Department of Physics, University of Florida, Gainesville, Florida, United States of America.
Elanco Animal Health, Greenfield, Indiana, United States of America.
PLoS Comput Biol. 2021 Aug 6;17(8):e1009275. doi: 10.1371/journal.pcbi.1009275. eCollection 2021 Aug.
In modern computational biology, there is great interest in building probabilistic models to describe collections of a large number of co-varying binary variables. However, current approaches to build generative models rely on modelers' identification of constraints and are computationally expensive to infer when the number of variables is large (N~100). Here, we address both these issues with Super-statistical Generative Model for binary Data (SiGMoiD). SiGMoiD is a maximum entropy-based framework where we imagine the data as arising from super-statistical system; individual binary variables in a given sample are coupled to the same 'bath' whose intensive variables vary from sample to sample. Importantly, unlike standard maximum entropy approaches where modeler specifies the constraints, the SiGMoiD algorithm infers them directly from the data. Due to this optimal choice of constraints, SiGMoiD allows us to model collections of a very large number (N>1000) of binary variables. Finally, SiGMoiD offers a reduced dimensional description of the data, allowing us to identify clusters of similar data points as well as binary variables. We illustrate the versatility of SiGMoiD using multiple datasets spanning several time- and length-scales.

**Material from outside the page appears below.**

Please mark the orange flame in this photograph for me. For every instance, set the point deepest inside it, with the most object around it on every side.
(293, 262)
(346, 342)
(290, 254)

在现代计算生物学中,人们对构建概率模型来描述大量共变二进制变量的集合非常感兴趣。然而,当前构建生成模型的方法依赖于建模者识别约束,并且当变量数量很大(N~100)时,推断起来计算成本很高。在这里,我们通过 Super-statistical Generative Model for binary Data (SiGMoiD) 解决了这两个问题。SiGMoiD 是一个基于最大熵的框架,我们将数据想象为来自超统计系统;给定样本中的单个二进制变量与相同的“浴盆”耦合,浴盆的强度变量在样本之间变化。重要的是,与建模者指定约束的标准最大熵方法不同,SiGMoiD 算法直接从数据中推断出它们。由于这种最优约束选择,SiGMoiD 允许我们对非常大量(N>1000)的二进制变量进行建模。最后,SiGMoiD 提供了数据的降维描述,使我们能够识别相似数据点和二进制变量的聚类。我们使用跨越多个时间和长度尺度的多个数据集来说明 SiGMoiD 的多功能性。